To elaborate on the contribution of PTD, the rate of reduced error is introduced, which is equal to the reduced error divided by the error of the individual model. The rates are computed and plotted in Figure 9. The negative rate represents that the hybrid model performs better than the corresponding individual model. The absolute value of the rate is larger, the improvement of performance is larger. It is apparent that the rates of reduced errors decline, along with prediction horizons. This represents that hybrid models are able to reduce the cumulative errors.
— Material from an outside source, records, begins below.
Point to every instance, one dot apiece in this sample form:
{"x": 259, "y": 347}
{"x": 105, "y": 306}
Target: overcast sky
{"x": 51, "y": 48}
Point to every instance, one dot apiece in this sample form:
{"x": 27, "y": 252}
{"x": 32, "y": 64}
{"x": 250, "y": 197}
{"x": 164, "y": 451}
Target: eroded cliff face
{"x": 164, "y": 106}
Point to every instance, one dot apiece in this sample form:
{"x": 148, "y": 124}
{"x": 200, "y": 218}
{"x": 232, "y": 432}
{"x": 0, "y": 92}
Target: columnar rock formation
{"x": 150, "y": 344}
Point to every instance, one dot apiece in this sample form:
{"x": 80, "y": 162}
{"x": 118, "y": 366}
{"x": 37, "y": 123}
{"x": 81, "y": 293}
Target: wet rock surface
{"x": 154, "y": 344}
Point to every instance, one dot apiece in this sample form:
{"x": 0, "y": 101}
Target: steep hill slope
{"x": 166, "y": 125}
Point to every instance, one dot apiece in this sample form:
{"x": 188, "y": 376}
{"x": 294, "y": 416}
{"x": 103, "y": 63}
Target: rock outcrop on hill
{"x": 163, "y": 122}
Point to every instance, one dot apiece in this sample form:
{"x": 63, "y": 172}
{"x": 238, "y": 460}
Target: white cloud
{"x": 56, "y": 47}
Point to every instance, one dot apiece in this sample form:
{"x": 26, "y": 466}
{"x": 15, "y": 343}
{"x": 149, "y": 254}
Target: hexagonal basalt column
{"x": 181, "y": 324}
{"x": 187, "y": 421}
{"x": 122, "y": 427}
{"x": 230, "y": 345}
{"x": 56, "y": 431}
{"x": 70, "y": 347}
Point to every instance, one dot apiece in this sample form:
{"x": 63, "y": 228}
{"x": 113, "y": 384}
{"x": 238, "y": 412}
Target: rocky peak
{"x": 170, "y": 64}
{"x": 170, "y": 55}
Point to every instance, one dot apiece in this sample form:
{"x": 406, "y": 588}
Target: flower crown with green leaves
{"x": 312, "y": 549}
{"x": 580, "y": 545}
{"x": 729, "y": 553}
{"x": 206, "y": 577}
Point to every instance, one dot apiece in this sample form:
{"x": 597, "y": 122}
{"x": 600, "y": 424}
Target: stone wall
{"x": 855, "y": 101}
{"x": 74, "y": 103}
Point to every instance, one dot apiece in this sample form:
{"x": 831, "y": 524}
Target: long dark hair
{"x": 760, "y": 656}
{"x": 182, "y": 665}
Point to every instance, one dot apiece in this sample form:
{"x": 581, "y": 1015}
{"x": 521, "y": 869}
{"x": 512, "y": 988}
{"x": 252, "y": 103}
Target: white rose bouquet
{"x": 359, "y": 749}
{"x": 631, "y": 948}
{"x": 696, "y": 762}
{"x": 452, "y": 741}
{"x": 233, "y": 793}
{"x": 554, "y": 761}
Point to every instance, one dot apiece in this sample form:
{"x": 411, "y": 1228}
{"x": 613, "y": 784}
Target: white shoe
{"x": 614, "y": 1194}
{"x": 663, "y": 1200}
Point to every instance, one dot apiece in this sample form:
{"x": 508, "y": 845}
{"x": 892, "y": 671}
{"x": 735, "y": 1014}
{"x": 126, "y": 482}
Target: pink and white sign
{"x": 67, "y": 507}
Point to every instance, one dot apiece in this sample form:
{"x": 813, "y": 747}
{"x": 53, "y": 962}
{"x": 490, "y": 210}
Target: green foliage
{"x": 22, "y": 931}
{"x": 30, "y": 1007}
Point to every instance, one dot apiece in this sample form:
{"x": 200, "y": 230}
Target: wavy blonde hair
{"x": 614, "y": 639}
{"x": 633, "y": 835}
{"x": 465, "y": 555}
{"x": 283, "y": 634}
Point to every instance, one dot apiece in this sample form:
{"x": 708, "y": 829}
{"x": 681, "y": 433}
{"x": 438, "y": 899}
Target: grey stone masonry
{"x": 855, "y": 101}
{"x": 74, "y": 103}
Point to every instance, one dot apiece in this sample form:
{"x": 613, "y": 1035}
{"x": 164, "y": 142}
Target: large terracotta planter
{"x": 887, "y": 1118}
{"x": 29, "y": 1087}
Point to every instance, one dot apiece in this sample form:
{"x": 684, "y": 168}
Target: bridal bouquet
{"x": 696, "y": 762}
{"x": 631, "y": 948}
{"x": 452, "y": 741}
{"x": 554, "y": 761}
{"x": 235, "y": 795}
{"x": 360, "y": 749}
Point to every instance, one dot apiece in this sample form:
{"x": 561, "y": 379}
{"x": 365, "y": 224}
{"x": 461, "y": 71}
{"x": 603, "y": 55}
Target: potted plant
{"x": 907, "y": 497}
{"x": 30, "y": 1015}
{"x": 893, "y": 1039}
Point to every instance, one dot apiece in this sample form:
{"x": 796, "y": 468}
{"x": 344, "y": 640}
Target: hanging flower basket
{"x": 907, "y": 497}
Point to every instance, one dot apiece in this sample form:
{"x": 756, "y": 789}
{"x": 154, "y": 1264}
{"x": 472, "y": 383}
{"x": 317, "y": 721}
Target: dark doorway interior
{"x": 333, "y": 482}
The PTD approach can decompose the complex traffic flow into trend, periodicity, and remainder. These components vary more regularly and are modelled more easily. This is why the hybrid method can improve the prediction performance. From these findings, it demonstrates that the method combining PTD shows robustness for multi-step traffic flow forecasting.

6. Conclusions

In this paper, to extract trend and periodic characteristics of traffic flow and achieve more accurate forecasting, a novel method combining PTD is proposed. PTD is developed to decompose the original traffic flow into trend, periodicity, and remainder. Then, the periodicity is predicted by cycling, while the trend and remainder by modelling. To test the applicability of the proposed method for different traffic flow patterns, three datasets with different distributions collected from Mn/DOT are utilized to conduct experiments and analyze comparatively. Our main work is concluded as follows:

A novel decomposition approach for traffic flow PTD is formulated. Fully considering the dynamicity of real-time traffic flow, PTD is formulated to decompose both in-sample and out-of-sample data. This approach can decompose the original traffic flow into trend, periodicity, and remainder.
A novel hybrid method combining PTD for traffic flow forecasting is developed. To demonstrate the universal applicability of the PTD approach, both statistical and AI models (i.e., ARIMA, SVR, ANN, LSTM) are combined with PTD, to establish hybrid models (i.e., PTD-ARIMA, PTD-SVR, PTD-ANN and PTD-LSTM). Empirical results show that the MAE, MAPE, and MSE of hybrid models are averagely reduced by 17%, 17%, and 29% than individual models, respectively.
After investigating multi-step prediction results, it is found that the hybrid models combining PTD can not only reduce the prediction errors, but also reduce cumulative errors. It suggests that the proposed hybrid method is robust for multi-step traffic flow forecasting.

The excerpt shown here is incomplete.